The Pennsylvania Liquor Control Board (PLCB) is only allowing for direct-delivery of a minimum purchase of 50 cases, and only of state-listed items, the petition explains. So that allows just the largest buyers – generally large grocery chains – who can continue to receive wine shipments to maintain business operations. “This is patently unfair to the thousands of smaller, legal license-holders who simply cannot purchase in such quantity and is in direct violation of Act 39,” the petition says.
Weber said in an email that this is adversely affecting ”WEP holders – Jet, Di Bruno Bros, Tria, Bistro Romano, Fishtown Social – mostly wine-bar types, but also bottle shops like Di Bruno’s – in fact, they are a HUGE seller of Special Order wine.
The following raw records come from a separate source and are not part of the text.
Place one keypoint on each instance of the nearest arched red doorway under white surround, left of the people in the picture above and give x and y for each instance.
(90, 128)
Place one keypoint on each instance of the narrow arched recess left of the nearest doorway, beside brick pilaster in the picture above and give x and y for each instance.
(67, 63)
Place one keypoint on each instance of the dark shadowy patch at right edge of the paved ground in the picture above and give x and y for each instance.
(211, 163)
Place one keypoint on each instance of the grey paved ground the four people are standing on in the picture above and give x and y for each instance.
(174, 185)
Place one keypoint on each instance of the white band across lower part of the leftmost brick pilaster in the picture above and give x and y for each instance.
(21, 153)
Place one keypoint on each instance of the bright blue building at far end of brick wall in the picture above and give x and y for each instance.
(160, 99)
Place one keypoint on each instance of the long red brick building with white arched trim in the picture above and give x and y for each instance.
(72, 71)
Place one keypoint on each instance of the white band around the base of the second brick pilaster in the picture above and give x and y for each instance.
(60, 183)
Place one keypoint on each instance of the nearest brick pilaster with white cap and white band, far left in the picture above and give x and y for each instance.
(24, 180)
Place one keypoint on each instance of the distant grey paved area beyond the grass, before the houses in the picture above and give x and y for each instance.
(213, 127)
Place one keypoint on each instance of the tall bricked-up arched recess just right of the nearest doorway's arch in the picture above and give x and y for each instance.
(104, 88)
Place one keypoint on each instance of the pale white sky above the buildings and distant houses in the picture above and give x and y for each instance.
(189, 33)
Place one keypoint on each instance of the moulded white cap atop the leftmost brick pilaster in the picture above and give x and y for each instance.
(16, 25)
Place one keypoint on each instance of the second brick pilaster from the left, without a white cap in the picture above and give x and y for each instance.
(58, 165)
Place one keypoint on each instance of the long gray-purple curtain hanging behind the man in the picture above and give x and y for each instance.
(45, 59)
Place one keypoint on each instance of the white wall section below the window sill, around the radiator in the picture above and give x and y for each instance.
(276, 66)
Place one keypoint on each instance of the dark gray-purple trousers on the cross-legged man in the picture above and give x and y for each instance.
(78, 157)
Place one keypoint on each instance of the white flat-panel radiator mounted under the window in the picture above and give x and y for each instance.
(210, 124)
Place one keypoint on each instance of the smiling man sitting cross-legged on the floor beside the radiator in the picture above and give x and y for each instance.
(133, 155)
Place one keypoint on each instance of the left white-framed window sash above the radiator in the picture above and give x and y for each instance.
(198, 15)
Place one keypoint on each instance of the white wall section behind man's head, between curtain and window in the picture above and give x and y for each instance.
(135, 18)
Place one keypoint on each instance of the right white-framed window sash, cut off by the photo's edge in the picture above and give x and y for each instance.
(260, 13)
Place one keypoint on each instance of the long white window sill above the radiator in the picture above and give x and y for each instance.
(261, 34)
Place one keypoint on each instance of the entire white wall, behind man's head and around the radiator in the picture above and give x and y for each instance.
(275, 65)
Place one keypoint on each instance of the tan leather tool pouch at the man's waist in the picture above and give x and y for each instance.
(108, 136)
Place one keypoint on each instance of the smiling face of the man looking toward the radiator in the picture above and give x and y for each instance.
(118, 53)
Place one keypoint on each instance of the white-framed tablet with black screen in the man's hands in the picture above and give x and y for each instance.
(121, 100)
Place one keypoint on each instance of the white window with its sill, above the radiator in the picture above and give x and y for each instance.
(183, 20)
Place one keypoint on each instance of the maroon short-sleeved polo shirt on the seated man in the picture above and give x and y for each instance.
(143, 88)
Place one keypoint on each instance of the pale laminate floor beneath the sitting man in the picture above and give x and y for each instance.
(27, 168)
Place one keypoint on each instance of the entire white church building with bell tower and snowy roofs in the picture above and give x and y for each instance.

“But, all of these definitely use Special Order and not state-listed,” she said. “So if you can’t do a 50-case minimum, or can [get] but don’t want state-listed, you have to do limited wineries. We can get Pennsylvania wine and a few other direct-shipment. But, we will all have the exact same selection in another week or so.”
That dwindling supply and the inability as the petition says to restock the usual mix of high-quality, interesting wines has prompted the push for a change in the current arrangement.
Contacted this week, the PLCB responded by saying this is another of the difficult decisions it is being forced to make. “We understand the disruptions some decisions have on consumers and licensees across the commonwealth, but in these unprecedented times, the health and safety of our customers, employees and communities are of paramount importance and must take priority over the sale of alcohol,” a spokesman said. “We ask licensees’ patience and understanding as we monitor ever-changing conditions and develop plans to support our employees, licensees, suppliers and customers to the best of our abilities in these uncertain times.”
Meanwhile, the petition continues to make the rounds with the hope that it will give it enough push to change minds in Harrisburg. You can find the petition at this link.
I’m doing what I can here,” Weber said. “We can’t sell wine without wine.”